Emirates Airline and Qantas

March 6, 2013 9:47 by

Emirates airline, Dubai’s flagship carrier, has hired six banks to arrange a potential dollar-denominated, benchmark sukuk sale, lead arrangers said on Wednesday, in what would be its second bond sale this year.

Emirates, owned by the government of Dubai, picked Citigroup Inc, Standard Chartered, Abu Dhabi Commercial Bank, Abu Dhabi Islamic Bank, Dubai Islamic Bank and ENBD Capital for the planned sale.

Dubai, which is recovering from a property-led crisis in 2009, is taking advantage of improved investor sentiment and strong liquidity in the Islamic bond market to raise financing for its state entities at relatively cheaper rates.

Investment Corporation of Dubai, the emirate’s main financial vehicle, is in talks with banks to launch its first Islamic bond issue, sources with knowledge of the matter told Reuters last week.

Dubai itself raised $1.25 billion in January in an oversubscribed dual-tranche bond sale, which included a $750 million Islamic tranche.

Last week, another state-owned entity, Dubai Electricity and Water Authority, returned to global debt markets after an absence of more than two years. Its $1 billion Islamic debt deal attracted order books of $5 billion and the bulk of it, about 65 percent, was allocated to the Middle East. The utility printed the five-year paper at par at a profit rate of 3 percent.

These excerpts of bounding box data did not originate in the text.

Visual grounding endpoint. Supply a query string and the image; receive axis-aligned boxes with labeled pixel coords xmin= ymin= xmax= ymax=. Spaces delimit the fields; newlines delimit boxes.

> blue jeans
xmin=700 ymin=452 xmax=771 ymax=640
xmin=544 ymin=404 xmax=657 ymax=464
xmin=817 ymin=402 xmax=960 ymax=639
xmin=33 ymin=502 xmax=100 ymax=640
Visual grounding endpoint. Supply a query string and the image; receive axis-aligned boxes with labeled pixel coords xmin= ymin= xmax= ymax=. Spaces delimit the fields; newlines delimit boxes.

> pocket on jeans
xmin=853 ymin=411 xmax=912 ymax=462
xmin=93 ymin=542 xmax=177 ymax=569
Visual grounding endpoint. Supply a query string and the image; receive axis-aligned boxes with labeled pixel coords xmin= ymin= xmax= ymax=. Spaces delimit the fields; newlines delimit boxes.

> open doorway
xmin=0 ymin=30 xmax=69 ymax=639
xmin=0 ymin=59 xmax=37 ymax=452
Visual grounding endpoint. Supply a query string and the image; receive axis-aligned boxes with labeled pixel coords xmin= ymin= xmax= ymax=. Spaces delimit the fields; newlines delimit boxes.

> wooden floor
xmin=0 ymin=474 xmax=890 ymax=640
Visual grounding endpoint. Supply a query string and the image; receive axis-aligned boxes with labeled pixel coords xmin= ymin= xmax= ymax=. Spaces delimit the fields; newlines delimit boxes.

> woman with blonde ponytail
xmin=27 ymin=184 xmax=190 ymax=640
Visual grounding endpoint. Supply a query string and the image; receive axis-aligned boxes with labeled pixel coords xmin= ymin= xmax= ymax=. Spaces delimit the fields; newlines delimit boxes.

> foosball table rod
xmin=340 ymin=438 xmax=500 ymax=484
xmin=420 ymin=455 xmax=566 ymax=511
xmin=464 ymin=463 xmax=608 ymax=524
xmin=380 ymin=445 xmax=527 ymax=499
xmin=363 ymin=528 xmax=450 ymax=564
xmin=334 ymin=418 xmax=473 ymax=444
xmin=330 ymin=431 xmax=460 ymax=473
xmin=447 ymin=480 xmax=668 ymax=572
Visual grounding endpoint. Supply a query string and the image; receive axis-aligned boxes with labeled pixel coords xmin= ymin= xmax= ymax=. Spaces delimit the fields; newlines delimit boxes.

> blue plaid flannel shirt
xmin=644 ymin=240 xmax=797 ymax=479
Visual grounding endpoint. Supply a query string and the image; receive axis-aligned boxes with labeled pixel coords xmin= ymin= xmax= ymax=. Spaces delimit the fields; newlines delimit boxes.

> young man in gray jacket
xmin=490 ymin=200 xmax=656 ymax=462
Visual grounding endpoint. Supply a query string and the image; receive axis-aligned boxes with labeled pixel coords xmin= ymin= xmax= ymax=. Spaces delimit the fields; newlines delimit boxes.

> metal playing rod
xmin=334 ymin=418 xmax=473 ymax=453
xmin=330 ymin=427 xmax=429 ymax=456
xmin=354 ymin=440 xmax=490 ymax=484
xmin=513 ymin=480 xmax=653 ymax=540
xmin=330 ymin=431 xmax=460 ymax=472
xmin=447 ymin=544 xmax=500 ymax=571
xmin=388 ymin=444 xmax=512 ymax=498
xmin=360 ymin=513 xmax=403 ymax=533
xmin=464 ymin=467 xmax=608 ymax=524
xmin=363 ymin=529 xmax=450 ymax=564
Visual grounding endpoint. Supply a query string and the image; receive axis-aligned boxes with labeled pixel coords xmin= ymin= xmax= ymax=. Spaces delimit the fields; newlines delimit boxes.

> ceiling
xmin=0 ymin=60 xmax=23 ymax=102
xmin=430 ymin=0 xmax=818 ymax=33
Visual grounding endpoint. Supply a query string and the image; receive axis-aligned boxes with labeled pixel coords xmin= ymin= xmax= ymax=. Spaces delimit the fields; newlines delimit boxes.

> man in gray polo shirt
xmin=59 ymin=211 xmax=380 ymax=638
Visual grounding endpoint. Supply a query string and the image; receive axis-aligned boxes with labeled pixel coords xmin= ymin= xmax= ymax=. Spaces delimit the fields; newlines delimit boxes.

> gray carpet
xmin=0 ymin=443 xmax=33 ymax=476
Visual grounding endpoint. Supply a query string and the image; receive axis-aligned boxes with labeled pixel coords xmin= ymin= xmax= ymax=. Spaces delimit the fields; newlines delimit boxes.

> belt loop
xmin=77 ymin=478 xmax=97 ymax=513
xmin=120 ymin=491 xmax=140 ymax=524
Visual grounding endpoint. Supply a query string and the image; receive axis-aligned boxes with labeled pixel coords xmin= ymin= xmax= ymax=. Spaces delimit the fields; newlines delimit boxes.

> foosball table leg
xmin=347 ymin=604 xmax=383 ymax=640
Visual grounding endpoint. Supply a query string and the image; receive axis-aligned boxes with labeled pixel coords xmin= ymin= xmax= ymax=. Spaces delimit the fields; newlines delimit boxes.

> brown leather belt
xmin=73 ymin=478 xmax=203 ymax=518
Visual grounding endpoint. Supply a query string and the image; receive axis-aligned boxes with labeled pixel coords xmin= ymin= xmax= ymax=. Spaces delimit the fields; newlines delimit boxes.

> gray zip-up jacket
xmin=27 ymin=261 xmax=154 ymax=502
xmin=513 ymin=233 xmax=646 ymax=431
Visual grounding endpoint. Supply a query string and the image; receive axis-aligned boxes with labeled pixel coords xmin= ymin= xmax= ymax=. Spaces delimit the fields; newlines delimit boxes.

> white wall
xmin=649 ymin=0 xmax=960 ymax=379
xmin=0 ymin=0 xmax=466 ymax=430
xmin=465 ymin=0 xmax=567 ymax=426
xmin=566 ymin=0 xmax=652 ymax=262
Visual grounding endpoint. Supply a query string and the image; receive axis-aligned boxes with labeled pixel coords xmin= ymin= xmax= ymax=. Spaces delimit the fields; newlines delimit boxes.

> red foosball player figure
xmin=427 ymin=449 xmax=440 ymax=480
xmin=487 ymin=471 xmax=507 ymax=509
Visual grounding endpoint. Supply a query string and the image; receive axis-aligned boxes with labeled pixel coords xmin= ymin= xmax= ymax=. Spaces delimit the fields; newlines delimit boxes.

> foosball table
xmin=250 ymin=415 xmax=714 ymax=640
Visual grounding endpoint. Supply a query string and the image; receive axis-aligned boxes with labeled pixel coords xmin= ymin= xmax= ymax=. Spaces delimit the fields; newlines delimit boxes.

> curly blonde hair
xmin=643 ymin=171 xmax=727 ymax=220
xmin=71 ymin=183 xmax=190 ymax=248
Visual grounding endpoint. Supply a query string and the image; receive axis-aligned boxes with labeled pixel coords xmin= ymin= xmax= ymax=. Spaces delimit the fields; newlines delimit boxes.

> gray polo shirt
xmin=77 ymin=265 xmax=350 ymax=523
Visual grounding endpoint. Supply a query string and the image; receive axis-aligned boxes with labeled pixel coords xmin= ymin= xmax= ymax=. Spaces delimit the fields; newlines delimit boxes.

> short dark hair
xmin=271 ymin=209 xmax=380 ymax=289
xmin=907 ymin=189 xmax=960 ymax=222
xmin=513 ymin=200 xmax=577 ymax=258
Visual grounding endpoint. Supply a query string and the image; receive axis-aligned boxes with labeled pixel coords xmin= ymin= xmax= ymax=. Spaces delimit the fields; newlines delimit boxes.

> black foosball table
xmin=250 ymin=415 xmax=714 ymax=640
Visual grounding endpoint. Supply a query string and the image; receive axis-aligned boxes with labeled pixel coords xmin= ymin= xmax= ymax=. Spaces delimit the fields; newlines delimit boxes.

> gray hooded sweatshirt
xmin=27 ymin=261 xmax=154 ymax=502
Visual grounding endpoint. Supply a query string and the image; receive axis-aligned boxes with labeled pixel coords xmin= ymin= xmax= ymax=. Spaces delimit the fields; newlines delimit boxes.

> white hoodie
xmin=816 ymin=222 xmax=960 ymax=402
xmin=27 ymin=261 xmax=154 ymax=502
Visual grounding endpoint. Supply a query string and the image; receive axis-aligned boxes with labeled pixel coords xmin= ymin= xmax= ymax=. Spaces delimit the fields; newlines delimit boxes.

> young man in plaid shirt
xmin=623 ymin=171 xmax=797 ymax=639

Emirates airline will hold investor meetings in the United Arab Emirates and Europe commencing March 7, according to lead arrangers. The meetings will kick-off in Dubai and neighbouring emirate Abu Dhabi on March 7, followed by Geneva and Zurich on March 8th and closing in London on the 11th.

Benchmark-sized transactions are at least $500 million.

Emirates launched a $750 million, 12-year amortizing bond in late January but received a tepid response compared to its last issue in June 2011. Market players said at the time that the unusual amortising structure had kept regional investors away.